This is the nightmare dilemma: The driver in the best championship position is in the worst form. The driver in the best form is in the worst championship position. There is “no clear right answer.”

This is more than just a strategic puzzle; it’s a deeply human one. Neither driver is willing to surrender. When asked if the team should implement team orders, Piastri was clear: “I don’t know, I don’t think so.” He is “not ready to accept a supporting role.” And why should he? With massive rule changes coming in 2026, there is no guarantee McLaren will have a winning car next year. This season might be the “best and possibly only chance either Pastri or Norris has of becoming world champion.” Neither man wants to give up his dream.

McLaren is now facing two paths to disaster.

The first, and most likely, is the risk of doing nothing. This is the 2007 repeat. If they “continue to let both drivers race freely,” Verstappen could keep winning while the McLaren drivers trade paint and take points from each other. The “worst thing that could happen” would be losing the championship to Verstappen despite having the faster car. It would be, without exaggeration, “one of the biggest mistakes in Formula 1 history.”

The second path is the risk of making a choice. This, too, is fraught with peril. If they back Piastri, they could “watch him continue to struggle while Norris gets even better.” If they back Norris, they risk Piastri finding his speed again and feeling “betrayed.” Either choice could “create serious problems within the team” and permanently damage their driver lineup.

Time is running out. With only five races left, any decision needs to be made now. The next race is “the last real chance to put a clear plan in place.” Yet, Andrea Stella’s comments show they “aren’t ready to make that call.” They are, it seems, hoping the situation will fix itself.

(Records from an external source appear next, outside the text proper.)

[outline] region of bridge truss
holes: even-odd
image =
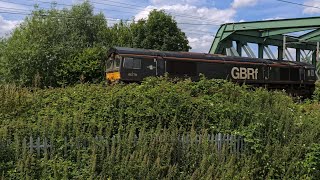
[[[319,42],[320,17],[227,23],[209,53],[308,62],[319,79]]]

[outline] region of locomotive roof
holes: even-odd
[[[150,49],[137,49],[127,47],[114,47],[110,48],[108,56],[111,53],[118,53],[122,55],[141,55],[141,56],[160,56],[162,58],[183,58],[183,59],[194,59],[194,60],[223,60],[223,61],[240,61],[240,62],[253,62],[263,64],[279,64],[287,66],[309,66],[313,68],[313,65],[305,62],[297,61],[286,61],[286,60],[272,60],[272,59],[261,59],[261,58],[249,58],[249,57],[236,57],[236,56],[225,56],[220,54],[207,54],[207,53],[195,53],[195,52],[175,52],[175,51],[159,51]]]

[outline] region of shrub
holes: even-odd
[[[282,92],[251,90],[222,80],[199,82],[148,78],[141,84],[103,87],[79,84],[57,89],[1,86],[0,138],[21,143],[24,137],[54,139],[54,157],[20,156],[5,160],[5,176],[30,178],[148,177],[174,179],[316,178],[312,144],[320,139],[319,103],[295,103]],[[241,158],[221,161],[206,143],[181,147],[153,142],[153,136],[229,133],[245,137]],[[138,146],[132,134],[144,133]],[[127,137],[106,149],[68,149],[64,138]],[[131,137],[131,138],[130,138]],[[90,140],[91,139],[91,140]],[[15,147],[19,147],[16,145]],[[76,144],[74,145],[76,147]],[[104,150],[103,150],[104,149]],[[312,157],[312,158],[311,158]],[[28,166],[33,164],[31,167]],[[59,165],[61,164],[61,165]],[[69,169],[70,168],[70,169]],[[316,166],[317,168],[317,166]]]

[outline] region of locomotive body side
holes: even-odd
[[[110,61],[112,61],[110,63]],[[310,97],[315,88],[315,68],[301,62],[226,57],[187,52],[163,52],[131,48],[111,49],[107,64],[108,81],[140,82],[149,76],[191,78],[203,74],[209,79],[225,79],[267,89]]]

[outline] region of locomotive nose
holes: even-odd
[[[110,82],[114,82],[120,79],[120,72],[107,72],[106,79]]]

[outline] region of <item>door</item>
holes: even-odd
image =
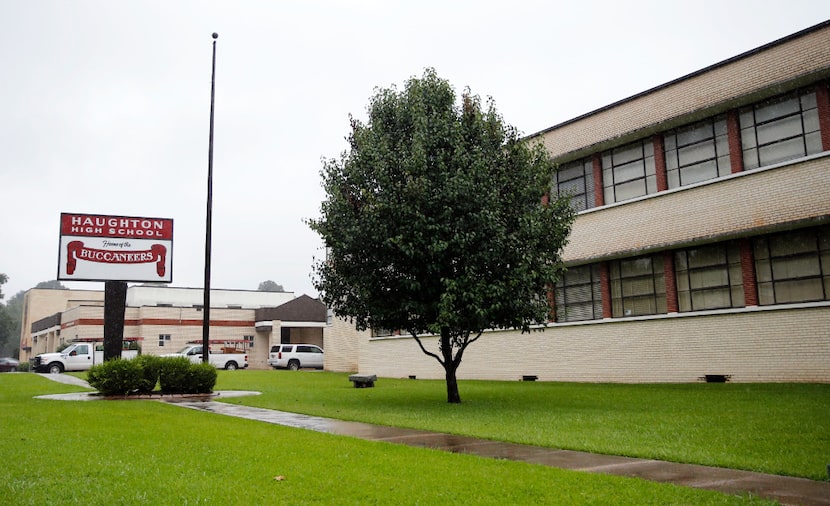
[[[84,371],[92,367],[92,346],[79,344],[66,357],[67,371]]]

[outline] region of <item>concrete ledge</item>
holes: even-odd
[[[349,376],[349,381],[354,384],[355,388],[372,388],[377,380],[378,377],[375,374],[352,374]]]

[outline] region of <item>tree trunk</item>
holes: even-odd
[[[452,356],[452,340],[450,330],[441,329],[441,354],[444,358],[444,377],[447,381],[447,402],[450,404],[461,404],[461,395],[458,393],[458,379],[455,372],[458,369]]]
[[[458,380],[455,377],[455,366],[452,362],[444,364],[444,372],[447,378],[447,402],[450,404],[461,404],[461,395],[458,393]]]

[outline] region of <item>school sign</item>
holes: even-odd
[[[173,280],[173,220],[61,213],[58,279]]]

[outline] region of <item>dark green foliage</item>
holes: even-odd
[[[379,90],[350,149],[324,162],[326,200],[310,227],[326,258],[314,285],[359,329],[406,331],[456,369],[486,329],[529,330],[550,317],[574,213],[550,198],[554,165],[469,90],[457,104],[428,69],[406,89]],[[545,202],[543,204],[543,202]],[[420,334],[441,337],[428,351]]]
[[[136,387],[138,393],[149,394],[156,388],[161,372],[162,358],[155,355],[139,355],[132,361],[141,368],[141,380]]]
[[[93,366],[87,381],[102,395],[149,394],[157,384],[165,394],[206,394],[213,391],[217,376],[210,364],[192,364],[184,357],[140,355]]]
[[[161,360],[159,385],[166,394],[207,394],[216,385],[216,368],[200,362],[191,363],[184,357],[164,357]]]
[[[213,392],[218,373],[212,365],[200,362],[198,364],[191,364],[188,376],[188,391],[186,393],[208,394]]]
[[[108,360],[92,366],[87,382],[102,395],[129,395],[142,384],[142,369],[134,360]]]
[[[180,394],[188,390],[190,361],[185,357],[162,357],[159,386],[162,393]]]

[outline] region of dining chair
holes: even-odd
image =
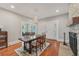
[[[40,43],[41,48],[43,49],[43,45],[46,46],[46,34],[42,35],[40,39],[37,40]]]
[[[41,50],[41,44],[38,42],[39,40],[41,40],[42,36],[35,38],[35,41],[32,41],[31,44],[31,50],[32,52],[35,52],[36,55],[38,55],[38,51]]]
[[[42,35],[38,38],[36,38],[36,41],[34,41],[32,44],[31,44],[31,48],[35,48],[35,52],[36,52],[36,55],[38,55],[38,50],[40,49],[40,51],[43,49],[43,44],[45,44],[45,37],[46,35]]]

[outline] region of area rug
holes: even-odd
[[[46,46],[43,47],[42,50],[38,49],[38,55],[37,56],[40,56],[41,53],[49,46],[50,44],[48,42],[46,42]],[[18,56],[36,56],[36,53],[35,52],[32,52],[32,54],[29,54],[27,51],[24,51],[23,50],[23,47],[20,47],[18,49],[15,50],[15,52],[18,54]]]
[[[68,45],[66,46],[60,43],[58,55],[59,56],[73,56],[74,54]]]

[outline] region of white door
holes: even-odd
[[[47,24],[47,38],[48,39],[57,39],[58,38],[58,31],[57,31],[57,22],[49,22]]]

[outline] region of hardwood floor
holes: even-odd
[[[60,42],[48,40],[50,46],[41,54],[41,56],[58,56]]]
[[[41,54],[41,56],[57,56],[59,51],[60,42],[56,40],[48,40],[50,46]],[[5,49],[0,49],[0,56],[17,56],[15,49],[21,47],[21,43],[9,46]]]

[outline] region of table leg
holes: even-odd
[[[29,53],[32,53],[31,42],[29,42]]]
[[[26,45],[25,45],[25,42],[24,42],[24,50],[26,50]]]

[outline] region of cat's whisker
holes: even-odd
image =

McLaren finds itself in a position that any team would envy: two world-championship-caliber drivers and a car fast enough to win. But they are paralyzed by their good fortune. By clinging to an idealistic notion of “fairness” over the cutthroat strategy required to win, they are not just risking a title. They are actively ignoring the most painful lesson from their own past. And in Formula 1, the one thing more relentless than Max Verstappen is history.